Entdecke passende Feature-Seiten für mehr Details.

So setzen Teams es um

Nutze diesen Rollout als praktischen Startpunkt für deinen ersten Workspace.

Incidents triagieren screenshot

Incidents triagieren

Erfasse die wichtigsten Details, weise Owners zu und halte eine Single Source of Truth für Updates.

Changes planen screenshot

Changes planen

Plane Change-Windows in einer Kalenderansicht und koordiniere über Stakeholder hinweg.

Follow-ups automatisieren screenshot

Follow-ups automatisieren

Löse Automatisierungen aus, wenn Schwellenwerte überschritten werden, und halte Teams informiert.

Was Teams zuerst verbessern

Das sind typische operative Verbesserungen, auf die Teams nach dem Rollout hinarbeiten.

Schnellere Koordination

Zentralisiere Incident-Details, Ownership und Updates, um Ping-Pong-Kommunikation zu reduzieren.

Illustratives Beispiel: Spare 15–30 Minuten pro Incident, indem du doppelte Updates über Tools und Channels vermeidest.

Planbarere Changes

Plane Change-Windows und Abhängigkeiten in einer Kalenderansicht, um Last-Minute-Konflikte zu reduzieren.

Illustratives Beispiel: Spare 30–60 Minuten pro Change, indem du Scheduling und Freigaben vereinfachst.

Weniger manuelle Follow-ups

Nutze Automatisierungen, um Reminders, Eskalationen und Benachrichtigungen auszulösen, wenn Schwellenwerte überschritten werden.

Illustratives Beispiel: Spare 1–2 Stunden pro Woche für einen On-Call-Lead, indem repetitive Koordinationsarbeit automatisiert wird.

Setup-Checkliste

Starte schlank und füge mehr Struktur hinzu, sobald der Workflow läuft.

  • Erstelle einen IT-Operations-Workspace und definiere Incident-/Change-Kategorien.
  • Füge Custom Fields für Severity, Impact, Owners und SLAs hinzu.
  • Richte einen Change-Kalender mit klaren Zeitfenstern und Verantwortlichkeiten ein.
  • Erstelle Intake-Formulare für Requests und standardisierte Incident-Templates.
  • Konfiguriere Automatisierungen für Eskalation, Reminders und Post-Incident-Follow-ups.

Empfohlene Workflows

Sieh, wie Teams dieses Produkt in realen Szenarien einsetzen.

Empfohlene Vorlagen

Kopiere und passe diese Vorlagen an, um deinen Workflow zu starten.

FAQ

Können wir Changes in einem Kalender planen? +

Ja.
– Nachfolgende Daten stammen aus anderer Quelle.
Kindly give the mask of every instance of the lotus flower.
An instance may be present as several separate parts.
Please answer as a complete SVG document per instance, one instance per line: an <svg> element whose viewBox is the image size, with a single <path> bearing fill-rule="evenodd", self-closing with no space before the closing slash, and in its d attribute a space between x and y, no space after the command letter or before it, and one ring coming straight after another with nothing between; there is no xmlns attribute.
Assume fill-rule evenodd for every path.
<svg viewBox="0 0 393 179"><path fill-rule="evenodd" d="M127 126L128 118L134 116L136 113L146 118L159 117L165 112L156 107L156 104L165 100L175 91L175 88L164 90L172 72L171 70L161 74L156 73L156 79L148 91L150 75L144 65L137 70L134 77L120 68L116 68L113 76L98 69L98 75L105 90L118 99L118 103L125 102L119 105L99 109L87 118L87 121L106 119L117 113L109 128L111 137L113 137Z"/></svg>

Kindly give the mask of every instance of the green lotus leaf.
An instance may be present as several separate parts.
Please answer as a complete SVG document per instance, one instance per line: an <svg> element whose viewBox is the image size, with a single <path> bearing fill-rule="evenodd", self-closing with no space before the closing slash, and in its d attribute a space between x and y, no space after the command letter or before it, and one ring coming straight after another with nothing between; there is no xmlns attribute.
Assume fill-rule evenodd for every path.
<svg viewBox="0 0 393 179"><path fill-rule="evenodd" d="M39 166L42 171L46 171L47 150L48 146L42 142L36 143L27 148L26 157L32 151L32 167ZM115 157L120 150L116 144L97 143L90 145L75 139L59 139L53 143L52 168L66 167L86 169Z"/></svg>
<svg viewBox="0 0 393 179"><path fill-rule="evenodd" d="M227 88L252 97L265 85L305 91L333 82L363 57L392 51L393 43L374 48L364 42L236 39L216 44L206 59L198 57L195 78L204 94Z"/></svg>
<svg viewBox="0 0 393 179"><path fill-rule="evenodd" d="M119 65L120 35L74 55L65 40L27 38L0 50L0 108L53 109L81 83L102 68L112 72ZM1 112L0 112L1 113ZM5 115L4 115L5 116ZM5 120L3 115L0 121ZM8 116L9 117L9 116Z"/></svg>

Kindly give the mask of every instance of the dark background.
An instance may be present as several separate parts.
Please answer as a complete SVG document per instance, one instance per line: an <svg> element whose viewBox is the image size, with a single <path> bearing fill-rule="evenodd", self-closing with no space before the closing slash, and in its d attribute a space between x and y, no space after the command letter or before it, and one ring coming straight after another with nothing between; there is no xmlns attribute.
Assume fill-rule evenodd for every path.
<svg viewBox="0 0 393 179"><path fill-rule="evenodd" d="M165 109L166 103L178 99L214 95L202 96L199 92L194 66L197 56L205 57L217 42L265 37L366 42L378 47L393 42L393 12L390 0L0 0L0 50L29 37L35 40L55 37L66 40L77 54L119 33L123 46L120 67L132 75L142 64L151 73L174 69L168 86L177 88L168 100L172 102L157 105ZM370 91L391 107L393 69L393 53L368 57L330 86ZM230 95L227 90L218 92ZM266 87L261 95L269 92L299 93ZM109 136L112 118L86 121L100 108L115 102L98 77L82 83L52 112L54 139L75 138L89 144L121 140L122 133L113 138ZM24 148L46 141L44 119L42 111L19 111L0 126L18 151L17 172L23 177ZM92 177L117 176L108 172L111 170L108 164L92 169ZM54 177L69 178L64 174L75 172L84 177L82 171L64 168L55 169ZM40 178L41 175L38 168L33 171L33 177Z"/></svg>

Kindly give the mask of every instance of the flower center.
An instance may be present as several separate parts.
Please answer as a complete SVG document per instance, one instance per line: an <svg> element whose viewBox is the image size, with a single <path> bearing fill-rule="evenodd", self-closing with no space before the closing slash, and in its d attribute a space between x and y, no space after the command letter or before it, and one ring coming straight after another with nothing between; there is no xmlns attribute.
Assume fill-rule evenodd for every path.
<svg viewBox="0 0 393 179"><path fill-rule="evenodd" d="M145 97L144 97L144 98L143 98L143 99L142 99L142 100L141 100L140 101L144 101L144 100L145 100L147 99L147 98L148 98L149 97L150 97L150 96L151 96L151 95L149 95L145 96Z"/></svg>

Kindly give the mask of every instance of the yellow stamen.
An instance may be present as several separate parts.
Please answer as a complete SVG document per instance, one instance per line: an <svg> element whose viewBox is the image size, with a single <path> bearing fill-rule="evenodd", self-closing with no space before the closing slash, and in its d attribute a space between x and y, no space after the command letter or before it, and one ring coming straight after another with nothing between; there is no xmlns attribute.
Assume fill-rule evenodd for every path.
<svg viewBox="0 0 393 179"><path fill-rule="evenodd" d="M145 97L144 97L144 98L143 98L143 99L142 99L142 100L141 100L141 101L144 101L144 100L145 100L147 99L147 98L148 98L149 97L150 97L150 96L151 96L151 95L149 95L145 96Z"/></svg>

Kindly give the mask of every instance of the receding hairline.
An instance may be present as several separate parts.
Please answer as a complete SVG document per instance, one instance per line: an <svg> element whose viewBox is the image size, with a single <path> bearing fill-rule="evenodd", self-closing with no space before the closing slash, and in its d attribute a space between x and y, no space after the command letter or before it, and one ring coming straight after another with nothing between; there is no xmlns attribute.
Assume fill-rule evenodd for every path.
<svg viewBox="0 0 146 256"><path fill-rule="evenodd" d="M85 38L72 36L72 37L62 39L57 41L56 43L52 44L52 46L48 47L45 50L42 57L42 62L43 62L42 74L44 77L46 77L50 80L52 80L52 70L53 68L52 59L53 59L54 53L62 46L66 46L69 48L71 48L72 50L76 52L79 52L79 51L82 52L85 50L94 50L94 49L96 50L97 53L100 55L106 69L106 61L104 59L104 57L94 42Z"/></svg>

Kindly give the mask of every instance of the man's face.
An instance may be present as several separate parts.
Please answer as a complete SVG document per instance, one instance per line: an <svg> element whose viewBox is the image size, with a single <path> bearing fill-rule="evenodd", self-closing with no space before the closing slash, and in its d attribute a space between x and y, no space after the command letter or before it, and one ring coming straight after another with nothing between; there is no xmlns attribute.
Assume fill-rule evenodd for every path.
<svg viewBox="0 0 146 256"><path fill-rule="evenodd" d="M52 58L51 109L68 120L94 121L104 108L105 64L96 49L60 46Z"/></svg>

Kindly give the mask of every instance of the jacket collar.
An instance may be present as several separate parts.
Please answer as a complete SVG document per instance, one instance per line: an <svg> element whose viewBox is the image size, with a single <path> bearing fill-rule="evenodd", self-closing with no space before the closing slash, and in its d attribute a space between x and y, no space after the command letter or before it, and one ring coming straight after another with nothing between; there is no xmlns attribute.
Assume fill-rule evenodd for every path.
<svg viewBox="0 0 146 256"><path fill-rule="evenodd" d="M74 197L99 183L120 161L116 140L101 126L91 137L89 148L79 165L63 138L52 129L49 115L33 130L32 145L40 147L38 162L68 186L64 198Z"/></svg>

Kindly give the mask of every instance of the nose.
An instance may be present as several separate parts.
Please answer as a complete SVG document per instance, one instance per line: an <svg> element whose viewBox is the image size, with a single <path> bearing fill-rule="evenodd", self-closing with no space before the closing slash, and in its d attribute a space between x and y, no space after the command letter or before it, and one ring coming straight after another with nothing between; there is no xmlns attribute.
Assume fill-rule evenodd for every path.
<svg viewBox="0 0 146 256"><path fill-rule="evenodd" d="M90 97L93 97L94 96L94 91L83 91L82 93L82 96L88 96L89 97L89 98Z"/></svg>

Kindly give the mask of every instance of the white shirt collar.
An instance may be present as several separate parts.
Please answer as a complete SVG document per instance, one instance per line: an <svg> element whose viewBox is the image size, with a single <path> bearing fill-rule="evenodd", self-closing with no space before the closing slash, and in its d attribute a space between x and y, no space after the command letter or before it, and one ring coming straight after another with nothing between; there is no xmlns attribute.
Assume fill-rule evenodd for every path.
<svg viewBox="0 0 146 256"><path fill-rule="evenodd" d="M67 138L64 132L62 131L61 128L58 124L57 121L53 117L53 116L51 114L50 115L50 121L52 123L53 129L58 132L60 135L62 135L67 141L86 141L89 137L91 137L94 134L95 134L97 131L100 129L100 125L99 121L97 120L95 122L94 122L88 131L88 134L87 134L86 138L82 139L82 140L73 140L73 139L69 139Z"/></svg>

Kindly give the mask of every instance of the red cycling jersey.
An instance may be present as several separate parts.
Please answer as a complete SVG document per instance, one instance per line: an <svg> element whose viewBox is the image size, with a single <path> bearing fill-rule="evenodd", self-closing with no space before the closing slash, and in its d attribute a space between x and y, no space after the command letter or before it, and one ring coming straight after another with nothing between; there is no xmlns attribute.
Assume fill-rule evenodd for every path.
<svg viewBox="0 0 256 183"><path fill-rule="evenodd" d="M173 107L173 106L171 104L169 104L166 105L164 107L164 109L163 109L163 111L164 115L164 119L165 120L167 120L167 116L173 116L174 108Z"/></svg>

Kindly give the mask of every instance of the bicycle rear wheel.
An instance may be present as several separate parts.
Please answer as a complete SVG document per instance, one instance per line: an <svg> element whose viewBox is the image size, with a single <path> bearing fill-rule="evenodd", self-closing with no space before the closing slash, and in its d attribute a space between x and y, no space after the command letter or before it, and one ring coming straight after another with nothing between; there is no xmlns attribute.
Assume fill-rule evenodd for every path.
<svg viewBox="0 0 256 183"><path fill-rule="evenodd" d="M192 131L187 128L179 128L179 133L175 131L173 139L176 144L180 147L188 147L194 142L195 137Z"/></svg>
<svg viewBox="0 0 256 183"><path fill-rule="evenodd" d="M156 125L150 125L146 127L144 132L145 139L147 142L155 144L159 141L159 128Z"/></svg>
Changes können in einer Kalenderansicht geplant werden, um Zeitfenster und Abhängigkeiten mit Stakeholdern zu koordinieren.

Können wir Follow-ups und Eskalationen automatisieren? +

Ja. Nutze Automatisierungen, um Reminders, Eskalationen und Benachrichtigungen auszulösen, wenn Schwellenwerte überschritten werden.

Bewertungsnotizen

ITSM-Workflows in einem echten Projektsystem bewerten

Eine Bewertung von ITSM-Workflows funktioniert am besten, wenn sie an einem realen Delivery-Pfad haengt. Die folgenden Notizen helfen Teams, Scrumbuiss mit der Art zu vergleichen, wie sie heute Arbeit planen, uebergeben, berichten und reviewen.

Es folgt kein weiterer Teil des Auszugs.